You'll also need datasheets for the model of DSP with which you are interfacing. And absent developer tools, I imagine most of the work you'd be able to do will be in assembly (or machine code) for the DSP(s) in question.

 

CelGen

Well-known member
Avid VideoShop 3 came with a Photoshop Plug-In. I believe through the use of it you could indirectly accelerate VideoShop when it was using Photoshop for various effects.

 

beachycove

Well-known member
From the developer document trag referenced, I see that the DSP ran on a separate operating system that made calls on the Mac Toolbox. The document makes some rather large claims that may be relevant:

"... the architecture supports the implementation of NuBus cards to make configurations of multiple DSPs possible." (p. 61)
and

"A sound driver provides the interface between the Macintosh Sound Manager and the Real Time Manager by means of a set of standard sound modules, including sound input and output, compression, filtering, sample rate conversion, and mixing." (p. 66)
Putting two and two together, a multiprocessing machine for sound work would appear to be possible.

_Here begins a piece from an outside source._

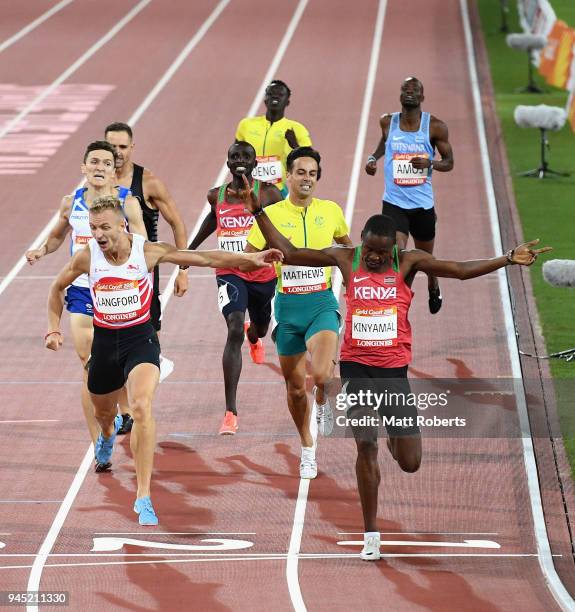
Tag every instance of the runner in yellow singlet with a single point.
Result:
(273, 136)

What's more, p. 66 continues with an interesting observation:

"The purpose of the various toolbox drivers is to provide access to the capability of the DSP at the highest possible toolbox level. This allows applications that are not written for the DSP to use it automatically when it is available. Even with this level of toolbox support, it is clear that many applications will work better by directly accessing the DSP using the DSP API. Such applications provide significantly more functionality or speed when a DSP is available. However, an application that uses the DSP API either cannot run on a platform without the DSP, or must provide alternative main processor programming if a DSP is not available."